North Nigeria Groups Tell Igbos to Leave, Draw CriticismBy and
Signatories give members of ethnic group Oct. 1 deadline
Authorities, main northern organization condemn the call
Some youth groups in northern Nigeria threatened to forcibly remove people originating from the nation’s southeast if they don’t leave the region by October 1, stoking decades-old tensions and drawing condemnation from the authorities and other northerners.
The groups plan to “eject” members of the Igbo ethnic group after the deadline expires, they said in a joint statement signed in the northern city of Kaduna. Among the signatories is Yerima Shettima, youth leader of the Arewa Consultative Forum, an influential body in the predominantly Muslim north. Shettima authenticated the statement, a copy of which was obtained by Bloomberg.

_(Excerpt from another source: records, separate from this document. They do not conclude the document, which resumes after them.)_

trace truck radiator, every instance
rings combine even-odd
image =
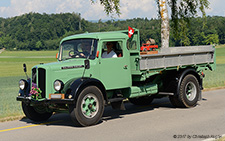
[[[42,91],[42,98],[45,98],[46,93],[46,70],[43,68],[38,69],[38,87]]]
[[[32,82],[37,84],[37,69],[36,68],[32,69]]]

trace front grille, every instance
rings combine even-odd
[[[36,68],[32,69],[32,82],[35,84],[37,83],[37,69]]]
[[[39,68],[38,69],[38,87],[42,91],[42,98],[45,98],[46,93],[46,71],[45,69]]]

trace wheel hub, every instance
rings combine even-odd
[[[81,103],[82,114],[86,118],[93,118],[99,109],[99,102],[95,95],[87,94]]]
[[[92,107],[93,107],[92,104],[89,104],[89,105],[88,105],[88,108],[89,108],[89,109],[92,109]]]
[[[195,99],[197,95],[197,88],[193,82],[187,83],[185,87],[185,93],[188,100],[192,101]]]

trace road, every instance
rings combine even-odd
[[[174,108],[168,98],[150,106],[126,103],[126,111],[106,107],[103,120],[92,127],[74,127],[68,114],[47,123],[29,119],[0,123],[1,141],[166,141],[204,140],[225,134],[225,89],[203,92],[194,108]]]

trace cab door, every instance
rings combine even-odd
[[[116,58],[102,58],[102,53],[107,51],[107,42],[114,42],[113,48]],[[130,55],[123,40],[100,41],[100,78],[106,90],[127,88],[131,86]]]

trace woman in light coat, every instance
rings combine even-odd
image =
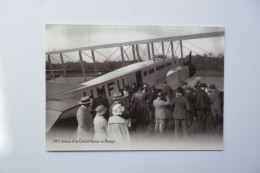
[[[103,105],[99,105],[96,109],[96,116],[94,118],[94,139],[105,140],[107,139],[107,120],[104,118],[104,114],[107,108]]]
[[[127,121],[120,115],[124,112],[121,104],[116,104],[112,108],[112,114],[108,120],[108,139],[115,140],[116,143],[128,143],[130,141]]]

The Arewa Consultative Forum dissociated itself from the threat late Wednesday. ACF appeals for caution over “statements that are capable of jeopardizing the unity, peace and corporate existence of Nigeria,” spokesman Muhammad Ibrahim Biu said in an emailed statement.
The Kaduna State government said all the signatories to the “hate speech” delivered in the declaration published on Tuesday would be arrested, according to a statement Wednesday by spokesman Samuel Aruwan.
Africa’s most populous country fought a 30-month civil war from 1967 to 1970 after the southeastern region tried to break off and create the independent state of Biafra. As many as three million people are believed to have died in the war, which was prompted by a 1966 coup led mainly by ethnic Igbo officers from the predominantly Christian south against a government dominated by northern Muslims. That led to a revenge coup six months later and the massacre of tens of thousands of Igbos across northern Nigeria.
The youth groups said in their statement that Igbos are a “threat” to national unity because some Igbo organizations still advocate independence. They called on northeners to seize control of land and properties owned or rented by Igbos in the region after the expiration of the ultimatum.
Information Minister Lai Mohammed said Wednesday that “security organizations are very much on top of this matter,” during a press briefing in the capital, Abuja.